Bitcoin is no longer just technology and speculation, but a fully-fledged macro asset? Polish analyst JulianWro claims that the largest cryptocurrency is now akin to gold or the S&P500 – dependent on global macroeconomics. How will the price of Bitcoin shape up in the future?
Is it time to stop comparing Bitcoin to digital gold, because Bitcoin is just Bitcoin?
Bitcoin as a macro asset. Policy takes the reins.
Polish analyst JulianWro points out a fundamental change in the way the market values Bitcoin. According to him, BTC no longer needs an explosion of network activity to grow. It has become a 'macro asset', which means it primarily reacts to monetary policy, capital flows, and institutional decisions.
Breaking moment? ETFs that have already taken over more than 5% of the total Bitcoin supply. In this arrangement, it's not the number of transactions or active addresses that matters, but how large sums of money behave. Bitcoin is increasingly standing alongside the S&P 500 and gold – assets sensitive to interest rates, inflation, and central bank narratives.
Julian emphasizes that since the peak in 2021, on-chain activity has been systematically decreasing, and despite this, Bitcoin's price can still rise. This is a signal that the market has changed its mechanics. Today, the direction is determined by policy and institutional capital, not just network users.
If Bitcoin has indeed become a macro asset, its price is becoming less dependent on the network itself and more on political and economic decisions. Interest rates and central bank narratives are beginning to play a key role – announcements of rate cuts support increases, while a hard monetary policy cools the appetite for risk.

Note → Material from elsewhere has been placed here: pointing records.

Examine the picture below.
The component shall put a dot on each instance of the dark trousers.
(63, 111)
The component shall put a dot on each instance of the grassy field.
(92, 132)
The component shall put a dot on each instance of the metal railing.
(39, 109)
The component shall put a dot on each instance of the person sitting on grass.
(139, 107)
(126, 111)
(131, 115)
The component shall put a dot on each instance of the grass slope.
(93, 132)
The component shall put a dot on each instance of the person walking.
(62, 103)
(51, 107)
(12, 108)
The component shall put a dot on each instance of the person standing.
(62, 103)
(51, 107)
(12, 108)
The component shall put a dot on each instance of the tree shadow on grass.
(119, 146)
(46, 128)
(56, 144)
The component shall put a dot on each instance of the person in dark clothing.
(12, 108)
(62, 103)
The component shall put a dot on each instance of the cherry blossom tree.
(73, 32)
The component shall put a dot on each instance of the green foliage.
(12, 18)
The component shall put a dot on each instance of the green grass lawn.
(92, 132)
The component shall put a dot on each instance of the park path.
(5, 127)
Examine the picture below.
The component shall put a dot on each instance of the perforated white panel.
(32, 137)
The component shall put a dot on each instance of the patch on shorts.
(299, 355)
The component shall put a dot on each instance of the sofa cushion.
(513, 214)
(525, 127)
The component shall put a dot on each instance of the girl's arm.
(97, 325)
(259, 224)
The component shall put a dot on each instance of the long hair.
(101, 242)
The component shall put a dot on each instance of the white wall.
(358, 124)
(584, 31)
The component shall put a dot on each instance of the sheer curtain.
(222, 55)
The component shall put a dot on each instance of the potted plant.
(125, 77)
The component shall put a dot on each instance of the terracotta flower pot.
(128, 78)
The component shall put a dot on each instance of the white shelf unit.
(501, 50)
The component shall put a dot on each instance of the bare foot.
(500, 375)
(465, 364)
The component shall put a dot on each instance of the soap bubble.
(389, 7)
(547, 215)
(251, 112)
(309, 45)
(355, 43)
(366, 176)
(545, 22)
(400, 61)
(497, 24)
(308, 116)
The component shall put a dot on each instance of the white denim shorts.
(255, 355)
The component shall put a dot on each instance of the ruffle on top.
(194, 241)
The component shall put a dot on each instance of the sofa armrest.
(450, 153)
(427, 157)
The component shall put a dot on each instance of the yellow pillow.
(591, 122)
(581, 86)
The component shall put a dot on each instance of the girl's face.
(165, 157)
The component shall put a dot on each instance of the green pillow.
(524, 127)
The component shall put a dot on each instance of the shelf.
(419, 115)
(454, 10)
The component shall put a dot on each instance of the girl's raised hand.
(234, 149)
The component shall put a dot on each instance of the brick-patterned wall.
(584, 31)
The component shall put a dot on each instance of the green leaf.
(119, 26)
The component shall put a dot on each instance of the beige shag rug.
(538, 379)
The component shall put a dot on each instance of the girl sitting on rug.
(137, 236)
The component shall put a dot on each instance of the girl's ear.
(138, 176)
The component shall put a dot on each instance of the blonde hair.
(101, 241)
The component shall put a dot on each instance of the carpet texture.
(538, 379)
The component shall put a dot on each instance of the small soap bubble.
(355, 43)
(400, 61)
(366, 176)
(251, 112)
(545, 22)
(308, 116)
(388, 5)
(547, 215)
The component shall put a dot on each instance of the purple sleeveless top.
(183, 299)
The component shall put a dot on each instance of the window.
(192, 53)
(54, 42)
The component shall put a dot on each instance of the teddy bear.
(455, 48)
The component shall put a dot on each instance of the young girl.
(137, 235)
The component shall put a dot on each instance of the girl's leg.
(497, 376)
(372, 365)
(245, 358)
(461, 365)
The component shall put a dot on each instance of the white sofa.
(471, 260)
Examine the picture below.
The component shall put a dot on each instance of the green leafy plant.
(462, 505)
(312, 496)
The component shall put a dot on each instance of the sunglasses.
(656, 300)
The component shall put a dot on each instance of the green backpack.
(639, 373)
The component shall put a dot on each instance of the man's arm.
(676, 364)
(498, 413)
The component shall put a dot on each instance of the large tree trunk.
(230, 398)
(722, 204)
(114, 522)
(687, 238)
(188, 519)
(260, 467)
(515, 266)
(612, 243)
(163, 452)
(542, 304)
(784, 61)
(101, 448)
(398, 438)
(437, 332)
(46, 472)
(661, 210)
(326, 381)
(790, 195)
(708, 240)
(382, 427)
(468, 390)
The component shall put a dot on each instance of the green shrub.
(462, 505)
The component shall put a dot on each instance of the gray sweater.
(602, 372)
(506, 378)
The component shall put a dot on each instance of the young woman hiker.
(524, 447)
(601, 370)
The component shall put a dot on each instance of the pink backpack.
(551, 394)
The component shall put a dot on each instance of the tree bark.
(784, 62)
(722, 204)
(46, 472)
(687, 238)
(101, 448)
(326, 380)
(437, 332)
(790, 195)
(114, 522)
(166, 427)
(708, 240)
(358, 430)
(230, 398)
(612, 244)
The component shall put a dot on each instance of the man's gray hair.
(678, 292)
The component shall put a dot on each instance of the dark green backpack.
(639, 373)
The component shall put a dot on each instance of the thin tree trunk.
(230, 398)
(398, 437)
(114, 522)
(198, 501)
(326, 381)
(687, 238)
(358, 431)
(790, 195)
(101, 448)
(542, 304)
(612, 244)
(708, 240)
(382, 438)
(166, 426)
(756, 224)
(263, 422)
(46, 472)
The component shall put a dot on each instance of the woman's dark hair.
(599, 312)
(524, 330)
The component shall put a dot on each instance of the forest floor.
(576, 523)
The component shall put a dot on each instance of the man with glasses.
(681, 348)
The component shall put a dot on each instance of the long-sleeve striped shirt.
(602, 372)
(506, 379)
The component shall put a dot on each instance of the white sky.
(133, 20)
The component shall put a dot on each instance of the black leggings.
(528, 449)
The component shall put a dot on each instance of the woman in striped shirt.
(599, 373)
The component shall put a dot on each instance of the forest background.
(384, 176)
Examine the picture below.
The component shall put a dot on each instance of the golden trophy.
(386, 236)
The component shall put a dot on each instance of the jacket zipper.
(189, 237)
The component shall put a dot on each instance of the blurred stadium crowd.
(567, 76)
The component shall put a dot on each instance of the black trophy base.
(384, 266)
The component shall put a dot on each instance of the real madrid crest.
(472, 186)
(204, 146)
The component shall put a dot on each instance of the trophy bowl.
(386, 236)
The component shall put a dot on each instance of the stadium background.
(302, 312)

Fiscal policy and national debt are also becoming increasingly important. Growing deficits and stimulus programs amplify concerns about the value of money, which causes Bitcoin to function similarly to gold – as a hedge against long-term loss of purchasing power.
To this, we add geopolitics and regulations. International tensions, sanctions, or decisions regarding ETFs and tax laws can shift capital faster than any on-chain data. Bitcoin is increasingly reacting to central bank conferences and political decisions, rather than the number of transactions on the network.
Is this a bear market?
Despite Julian's opinions regarding the perception and classification of Bitcoin, on-chain data is still respected among investors. Therefore, he also addressed the data from Glassnode, which paints a much cooler picture of the market. Price behavior is starting to resemble the first quarter of 2022. Investors are reducing risk, and the market is moving within a narrow range between key levels.
On one hand, we have support in the region of the so-called True Market Mean (around 81,000 USD), and on the other hand, resistance defined by the acquisition cost of short-term holders – around 98-99,000 USD. This area is becoming crucial today. The lack of a lasting recovery of this level in the past has led to long consolidations.
The structure of realized losses shows that mainly investors who bought near the peaks above 110,000 dollars are capitulating. They are using every rebound to reduce exposure. At the same time, data on profit realization indicates the dominance of small profits – 0-20%. The market is playing defensively, and this data suggests that we may currently be in a bear market.